At about 2:30 p.m. in Frankfurt, Draghi will probably commit to a quantitative-easing program that may exceed 1 trillion euros ($1.2 trillion). The ECB’s arrival at this point, three months after the Federal Reserve ended its own QE, marks a critical juncture in the history of the currency and the European unity it embodies.
“QE in Europe is like trying to push on a piece of string, there’s nothing to
push against,” Anne Richards, chief investment officer at Aberdeen Asset Management Plc, said at the World Economic Forum in Davos. “Until France and Italy, and to a lesser extent Germany, wake up to the fact that we’ve got to do something on the political front and got to really target structural reforms, we’ll be sitting here in 12 months’ time wondering why QE failed.”
ECB Rift
The euro fluctuated after the announcement and was up 0.2 percent at $1.1629 at 1:52 p.m. Frankfurt time. Spanish and Italian bonds pared their declinesThe ECB’s Executive Board on Wednesday proposed spending 50 billion euros a month, primarily on sovereign debt, through the end of 2016, taking a total package to about 1.1 trillion euros, according to two euro-area central-bank officials.
QE has been long in the making. The ECB took a step in that direction in 2010 when it bought the bonds of debt-strapped countries such as Greece. That was opposed by then-Bundesbank President Axel Weber within hours of the announcement, opening a rift between the ECB and the German central bank whose uncompromising stance on inflation inspired its design.
The rift became a schism. In recent weeks, current Bundesbank President Jens Weidmann and his former deputy Sabine Lautenschlaeger, now on the ECB’s Executive Board, have been the loudest voices against more stimulus. Their argument: The slump in oil prices that’s damping inflation will bolster the economy as previously announced measures begin to take effect.
Against that speak inflation expectations, which dipped below the ECB’s 2 percent price-stability threshold in August. Consumer prices are falling on an annual basis and may continue to decline for a substantial part of 2015, according to ECB Chief Economist Peter Praet. Compounding the problem for Draghi and the other 24 members of the Governing Council are subdued economic growth and near-record unemployment.
‘Not Warranted’
“I don’t doubt that the Bundesbank would have done sovereign QE if German inflation had been at zero or below,” said Guntram Wolff, director of the Bruegel research group in Brussels. “The real issue is that the ECB is going to buy government debt in a union of 19 countries with 19 different treasuries. At some point, there is the risk there will be some redistribution of wealth which is not warranted by the treaty.”As governments haggle over political and budgetary sovereignty, the ECB’s challenge is to make any program effective for the entire currency region while not preempting steps toward more European unity that nations aren’t yet prepared to take.

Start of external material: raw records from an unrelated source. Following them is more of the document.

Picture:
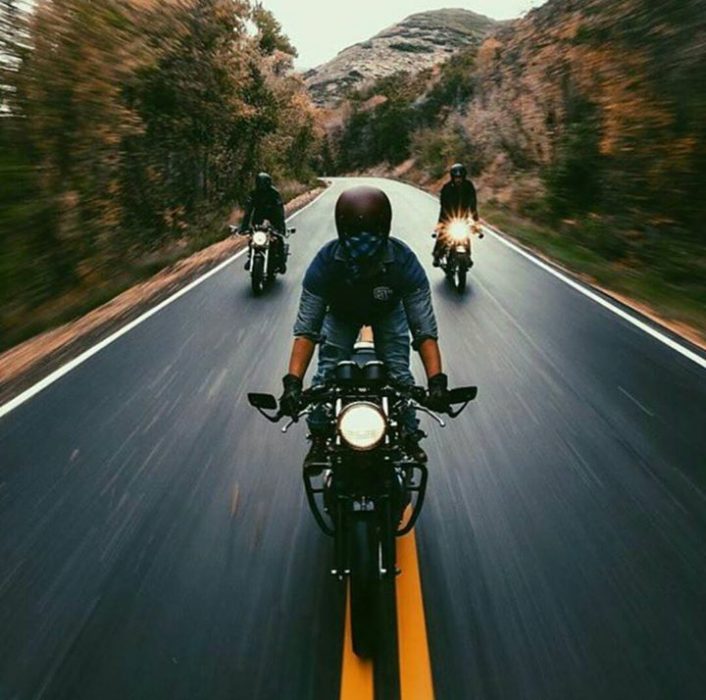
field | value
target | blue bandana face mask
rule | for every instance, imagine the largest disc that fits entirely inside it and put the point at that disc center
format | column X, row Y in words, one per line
column 363, row 246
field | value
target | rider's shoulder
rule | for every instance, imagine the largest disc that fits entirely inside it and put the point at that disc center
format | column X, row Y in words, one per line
column 401, row 250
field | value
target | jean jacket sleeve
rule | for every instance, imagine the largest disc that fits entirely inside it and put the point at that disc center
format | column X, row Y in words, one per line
column 420, row 315
column 310, row 317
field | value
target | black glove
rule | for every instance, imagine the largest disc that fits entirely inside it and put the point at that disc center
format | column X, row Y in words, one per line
column 290, row 400
column 438, row 398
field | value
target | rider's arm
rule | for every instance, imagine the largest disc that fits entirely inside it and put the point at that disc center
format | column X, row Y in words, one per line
column 302, row 352
column 278, row 211
column 247, row 217
column 310, row 319
column 473, row 201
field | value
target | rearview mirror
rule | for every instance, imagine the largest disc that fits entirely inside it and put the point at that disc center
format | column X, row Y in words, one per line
column 263, row 401
column 463, row 394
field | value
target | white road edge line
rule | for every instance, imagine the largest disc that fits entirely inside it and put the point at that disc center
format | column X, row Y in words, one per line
column 87, row 354
column 650, row 330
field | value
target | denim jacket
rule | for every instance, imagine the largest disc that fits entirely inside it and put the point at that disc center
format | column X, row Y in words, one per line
column 328, row 287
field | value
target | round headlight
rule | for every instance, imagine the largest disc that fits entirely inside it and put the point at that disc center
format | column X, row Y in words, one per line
column 259, row 238
column 459, row 230
column 362, row 425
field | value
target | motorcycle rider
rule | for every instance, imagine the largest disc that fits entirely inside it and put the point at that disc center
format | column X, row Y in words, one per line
column 364, row 277
column 265, row 204
column 458, row 201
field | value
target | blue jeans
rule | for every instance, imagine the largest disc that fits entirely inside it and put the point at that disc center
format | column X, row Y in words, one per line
column 392, row 346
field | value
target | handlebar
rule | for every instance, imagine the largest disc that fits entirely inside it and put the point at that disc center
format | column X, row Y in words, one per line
column 416, row 395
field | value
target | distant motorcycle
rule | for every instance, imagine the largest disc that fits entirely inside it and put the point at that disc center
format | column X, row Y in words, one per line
column 366, row 493
column 265, row 260
column 456, row 260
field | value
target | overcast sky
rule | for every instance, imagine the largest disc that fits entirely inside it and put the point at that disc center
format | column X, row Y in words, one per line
column 321, row 28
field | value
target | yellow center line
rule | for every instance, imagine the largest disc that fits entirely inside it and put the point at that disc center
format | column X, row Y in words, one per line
column 415, row 665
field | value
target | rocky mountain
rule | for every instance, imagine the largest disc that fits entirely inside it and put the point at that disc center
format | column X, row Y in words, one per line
column 420, row 41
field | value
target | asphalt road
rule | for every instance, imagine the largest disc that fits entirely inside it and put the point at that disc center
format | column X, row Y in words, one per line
column 155, row 542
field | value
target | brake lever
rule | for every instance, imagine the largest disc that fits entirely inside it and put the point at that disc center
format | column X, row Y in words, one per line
column 453, row 413
column 424, row 409
column 274, row 418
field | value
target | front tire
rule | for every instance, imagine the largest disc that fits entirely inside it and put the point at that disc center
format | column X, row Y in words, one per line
column 363, row 584
column 461, row 274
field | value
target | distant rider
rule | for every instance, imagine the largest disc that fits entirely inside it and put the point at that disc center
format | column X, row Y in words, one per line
column 365, row 277
column 458, row 201
column 265, row 204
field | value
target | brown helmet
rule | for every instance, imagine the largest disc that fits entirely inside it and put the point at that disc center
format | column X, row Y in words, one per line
column 363, row 209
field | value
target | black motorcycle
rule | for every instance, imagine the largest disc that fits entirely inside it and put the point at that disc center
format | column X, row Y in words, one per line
column 267, row 255
column 366, row 492
column 456, row 259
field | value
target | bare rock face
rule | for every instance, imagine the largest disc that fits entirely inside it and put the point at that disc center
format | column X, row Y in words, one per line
column 418, row 42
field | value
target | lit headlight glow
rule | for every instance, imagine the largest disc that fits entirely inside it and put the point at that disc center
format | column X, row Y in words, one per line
column 259, row 238
column 459, row 230
column 362, row 425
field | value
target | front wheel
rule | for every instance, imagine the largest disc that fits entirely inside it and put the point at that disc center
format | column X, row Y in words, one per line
column 461, row 274
column 374, row 604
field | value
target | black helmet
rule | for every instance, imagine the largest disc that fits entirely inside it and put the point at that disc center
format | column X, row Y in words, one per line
column 363, row 209
column 458, row 170
column 263, row 181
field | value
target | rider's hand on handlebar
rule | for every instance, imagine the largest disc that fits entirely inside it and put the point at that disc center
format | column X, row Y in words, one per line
column 290, row 401
column 438, row 397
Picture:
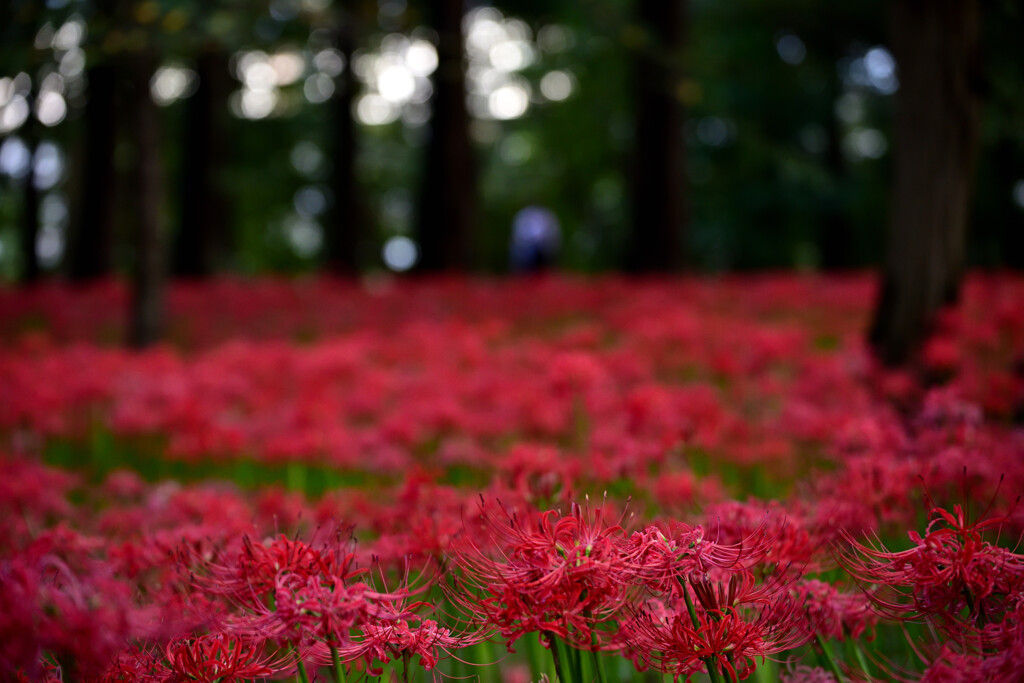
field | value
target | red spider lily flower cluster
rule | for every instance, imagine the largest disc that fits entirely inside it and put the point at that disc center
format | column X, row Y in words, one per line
column 742, row 416
column 554, row 574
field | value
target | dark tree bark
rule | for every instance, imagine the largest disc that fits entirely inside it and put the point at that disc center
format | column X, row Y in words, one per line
column 658, row 183
column 936, row 45
column 30, row 215
column 93, row 230
column 202, row 231
column 449, row 189
column 346, row 230
column 836, row 241
column 145, row 316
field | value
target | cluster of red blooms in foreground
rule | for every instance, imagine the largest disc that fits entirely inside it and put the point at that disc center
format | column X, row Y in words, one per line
column 776, row 481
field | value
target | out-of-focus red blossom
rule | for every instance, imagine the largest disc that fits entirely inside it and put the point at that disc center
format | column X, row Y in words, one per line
column 833, row 613
column 549, row 388
column 730, row 638
column 396, row 632
column 206, row 658
column 221, row 657
column 950, row 574
column 807, row 675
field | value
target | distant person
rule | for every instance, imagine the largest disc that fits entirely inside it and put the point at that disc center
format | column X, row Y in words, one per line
column 536, row 239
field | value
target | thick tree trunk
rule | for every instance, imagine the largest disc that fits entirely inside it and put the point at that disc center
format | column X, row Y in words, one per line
column 449, row 189
column 146, row 312
column 346, row 229
column 93, row 230
column 203, row 222
column 30, row 216
column 658, row 183
column 936, row 45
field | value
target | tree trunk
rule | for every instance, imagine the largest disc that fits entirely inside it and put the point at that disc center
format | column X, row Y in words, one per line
column 145, row 321
column 449, row 189
column 936, row 46
column 658, row 182
column 93, row 232
column 836, row 243
column 346, row 230
column 203, row 221
column 30, row 215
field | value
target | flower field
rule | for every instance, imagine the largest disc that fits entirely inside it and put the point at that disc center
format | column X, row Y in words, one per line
column 497, row 480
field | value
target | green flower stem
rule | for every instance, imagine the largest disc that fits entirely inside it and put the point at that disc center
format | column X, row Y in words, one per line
column 861, row 659
column 554, row 644
column 339, row 670
column 827, row 657
column 303, row 675
column 713, row 672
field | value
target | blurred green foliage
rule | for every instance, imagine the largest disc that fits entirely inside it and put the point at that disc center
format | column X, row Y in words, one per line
column 786, row 141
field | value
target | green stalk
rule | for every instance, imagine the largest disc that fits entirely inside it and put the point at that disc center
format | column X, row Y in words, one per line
column 339, row 671
column 861, row 660
column 827, row 657
column 303, row 675
column 599, row 667
column 573, row 654
column 713, row 672
column 554, row 644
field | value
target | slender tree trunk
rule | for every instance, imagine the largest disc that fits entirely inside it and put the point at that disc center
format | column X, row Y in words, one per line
column 1008, row 165
column 93, row 230
column 449, row 190
column 658, row 182
column 346, row 230
column 936, row 45
column 836, row 241
column 145, row 318
column 203, row 220
column 30, row 215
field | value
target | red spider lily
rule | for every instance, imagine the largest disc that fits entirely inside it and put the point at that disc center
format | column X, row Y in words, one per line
column 312, row 608
column 564, row 575
column 729, row 639
column 222, row 657
column 662, row 561
column 833, row 613
column 951, row 570
column 396, row 632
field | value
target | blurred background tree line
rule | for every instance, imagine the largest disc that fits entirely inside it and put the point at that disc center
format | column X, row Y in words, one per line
column 187, row 137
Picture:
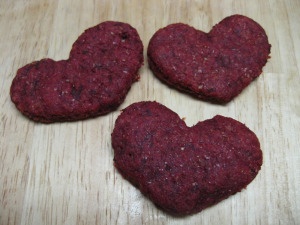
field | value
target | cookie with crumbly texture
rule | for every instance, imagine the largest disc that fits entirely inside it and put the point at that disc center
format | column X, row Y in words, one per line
column 214, row 66
column 182, row 169
column 103, row 64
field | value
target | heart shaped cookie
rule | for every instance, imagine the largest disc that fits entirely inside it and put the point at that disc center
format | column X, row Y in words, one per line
column 101, row 68
column 183, row 169
column 214, row 66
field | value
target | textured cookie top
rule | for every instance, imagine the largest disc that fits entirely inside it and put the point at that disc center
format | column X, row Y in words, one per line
column 183, row 169
column 102, row 65
column 214, row 66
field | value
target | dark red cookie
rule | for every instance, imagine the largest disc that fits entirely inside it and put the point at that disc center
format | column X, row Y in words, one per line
column 103, row 63
column 214, row 66
column 183, row 169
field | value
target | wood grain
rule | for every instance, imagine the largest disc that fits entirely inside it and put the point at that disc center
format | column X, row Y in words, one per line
column 63, row 173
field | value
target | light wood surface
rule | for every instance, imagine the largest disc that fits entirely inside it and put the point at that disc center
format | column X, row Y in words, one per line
column 63, row 173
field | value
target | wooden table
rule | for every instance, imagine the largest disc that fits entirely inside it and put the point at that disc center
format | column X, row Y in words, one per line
column 63, row 173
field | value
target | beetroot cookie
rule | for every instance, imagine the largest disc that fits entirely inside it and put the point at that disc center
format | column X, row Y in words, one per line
column 214, row 66
column 183, row 169
column 103, row 63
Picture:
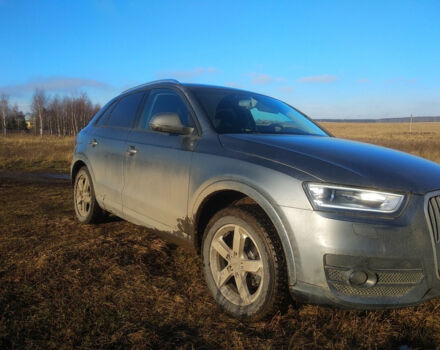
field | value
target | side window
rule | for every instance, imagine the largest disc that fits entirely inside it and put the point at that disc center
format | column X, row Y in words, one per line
column 102, row 119
column 164, row 101
column 124, row 113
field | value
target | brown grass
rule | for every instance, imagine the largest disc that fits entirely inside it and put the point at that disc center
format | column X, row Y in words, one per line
column 423, row 140
column 32, row 153
column 114, row 285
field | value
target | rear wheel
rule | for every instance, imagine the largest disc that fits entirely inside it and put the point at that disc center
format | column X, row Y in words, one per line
column 87, row 209
column 243, row 263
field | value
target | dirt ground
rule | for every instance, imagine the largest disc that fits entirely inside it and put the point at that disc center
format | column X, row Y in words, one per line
column 115, row 286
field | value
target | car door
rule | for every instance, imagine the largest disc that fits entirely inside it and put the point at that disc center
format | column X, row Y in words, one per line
column 157, row 167
column 108, row 143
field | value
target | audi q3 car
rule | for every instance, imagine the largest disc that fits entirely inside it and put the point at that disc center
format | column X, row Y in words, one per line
column 269, row 199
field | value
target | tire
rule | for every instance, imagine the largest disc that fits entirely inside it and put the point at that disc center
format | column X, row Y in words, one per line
column 244, row 264
column 87, row 209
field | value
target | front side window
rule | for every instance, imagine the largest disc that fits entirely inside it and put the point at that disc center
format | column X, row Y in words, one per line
column 237, row 112
column 125, row 111
column 164, row 101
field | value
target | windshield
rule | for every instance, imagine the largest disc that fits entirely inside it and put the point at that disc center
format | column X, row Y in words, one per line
column 239, row 112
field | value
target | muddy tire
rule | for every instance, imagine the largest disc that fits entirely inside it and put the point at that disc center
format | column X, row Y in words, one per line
column 87, row 209
column 244, row 263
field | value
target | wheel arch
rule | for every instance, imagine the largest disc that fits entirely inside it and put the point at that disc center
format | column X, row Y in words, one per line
column 226, row 192
column 77, row 163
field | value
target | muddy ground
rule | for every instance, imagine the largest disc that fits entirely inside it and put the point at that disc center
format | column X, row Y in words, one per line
column 115, row 286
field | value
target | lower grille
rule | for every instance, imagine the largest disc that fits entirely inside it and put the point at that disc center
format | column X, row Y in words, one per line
column 389, row 283
column 434, row 216
column 374, row 292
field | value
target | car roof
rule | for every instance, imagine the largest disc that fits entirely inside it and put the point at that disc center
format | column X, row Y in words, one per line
column 178, row 83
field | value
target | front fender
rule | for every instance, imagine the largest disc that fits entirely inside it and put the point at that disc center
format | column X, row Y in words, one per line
column 263, row 199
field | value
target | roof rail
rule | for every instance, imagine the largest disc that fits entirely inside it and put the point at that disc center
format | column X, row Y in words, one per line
column 151, row 83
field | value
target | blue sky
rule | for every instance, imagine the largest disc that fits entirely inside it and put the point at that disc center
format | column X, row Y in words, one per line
column 328, row 58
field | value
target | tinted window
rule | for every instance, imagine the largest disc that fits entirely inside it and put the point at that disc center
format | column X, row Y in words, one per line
column 234, row 111
column 104, row 113
column 124, row 113
column 164, row 101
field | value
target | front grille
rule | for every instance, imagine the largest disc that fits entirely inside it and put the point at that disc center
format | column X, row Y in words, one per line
column 434, row 216
column 389, row 283
column 375, row 292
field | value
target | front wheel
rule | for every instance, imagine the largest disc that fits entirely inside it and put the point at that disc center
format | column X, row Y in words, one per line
column 87, row 209
column 243, row 263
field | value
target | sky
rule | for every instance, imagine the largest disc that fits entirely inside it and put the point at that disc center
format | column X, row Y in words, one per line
column 330, row 59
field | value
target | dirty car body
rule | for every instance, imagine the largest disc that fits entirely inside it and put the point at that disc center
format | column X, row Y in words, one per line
column 358, row 224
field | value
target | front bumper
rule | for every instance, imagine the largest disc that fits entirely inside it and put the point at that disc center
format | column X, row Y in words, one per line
column 397, row 254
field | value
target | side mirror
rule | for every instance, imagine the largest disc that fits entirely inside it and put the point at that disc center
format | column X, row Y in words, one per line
column 169, row 122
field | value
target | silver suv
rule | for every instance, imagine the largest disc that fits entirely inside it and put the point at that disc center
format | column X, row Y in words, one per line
column 271, row 201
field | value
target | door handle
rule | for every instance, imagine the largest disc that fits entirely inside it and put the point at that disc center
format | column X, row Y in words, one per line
column 132, row 151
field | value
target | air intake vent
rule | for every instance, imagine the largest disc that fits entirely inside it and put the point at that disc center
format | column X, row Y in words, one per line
column 434, row 216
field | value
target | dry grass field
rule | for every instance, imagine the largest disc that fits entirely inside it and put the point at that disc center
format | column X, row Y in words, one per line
column 116, row 286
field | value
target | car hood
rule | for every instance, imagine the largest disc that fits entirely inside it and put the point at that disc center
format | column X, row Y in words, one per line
column 341, row 161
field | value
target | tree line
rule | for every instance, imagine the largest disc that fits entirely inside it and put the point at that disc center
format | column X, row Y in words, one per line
column 49, row 115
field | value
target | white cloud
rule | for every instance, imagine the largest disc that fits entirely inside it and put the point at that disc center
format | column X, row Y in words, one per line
column 261, row 79
column 187, row 74
column 54, row 84
column 323, row 79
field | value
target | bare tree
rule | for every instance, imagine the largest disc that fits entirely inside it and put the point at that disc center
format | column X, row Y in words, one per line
column 4, row 101
column 38, row 105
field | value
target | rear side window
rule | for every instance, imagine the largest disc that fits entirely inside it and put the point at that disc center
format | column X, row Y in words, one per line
column 164, row 101
column 125, row 111
column 102, row 118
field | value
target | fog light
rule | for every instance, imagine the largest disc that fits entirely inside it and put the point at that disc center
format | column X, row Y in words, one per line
column 362, row 278
column 358, row 278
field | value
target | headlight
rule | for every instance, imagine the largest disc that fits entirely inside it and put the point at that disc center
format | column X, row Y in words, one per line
column 338, row 197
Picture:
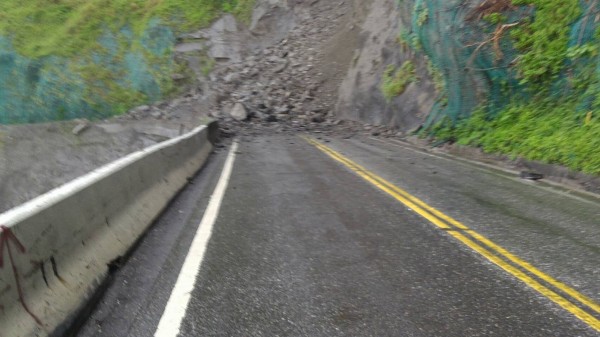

“There is no political consensus among euro-zone member states to issue euro bonds,” said Andrew Bosomworth, Pacific Investment Management Co.’s head of portfolio management in Munich. “The ECB’s critics claim QE is tantamount to euro bonds via the back door by unelected officials, and therefore wrong.”
Divisive Issue
Politicians including Italian Prime Minister Matteo Renzi have signaled support for QE. They’re looking for benefits such as a further weakening in the euro and a drop in sovereign-bond yields closer to those of Germany, the only country in addition to Luxembourg to maintain a top credit grade at all three major rating companies through the crisis. That’s more likely if risk is shared across all euro-area nations, another divisive issue.“If that’s the discussion -- that the ECB takes Europe forward and takes this big leap toward risk pooling, then we’d better not have it,” Executive Board member Benoit Coeure said in Dublin this week.
The issue of who will be liable for any risks from QE in a default highlights the gaps in euro-area unity. While member states usually share profits and losses relative to the size of their economies, officials have suggested that national central banks be made at least partly responsible for their own actions.
That would address legal concerns related to a prohibition on financing governments and mutualizing debt in European law. It would also allow any program to be bigger, while keeping up the incentive for governments to push through reforms. Yet it may not be enough to steer Europe away from crisis.
“I am all for European QE,” former U.S. Treasury Secretary Larry Summers said in Davos on Thursday. “The risks of doing too little far outweigh doing too much. That said, I think it’s a mistake to think that QE will be a panacea in Europe.”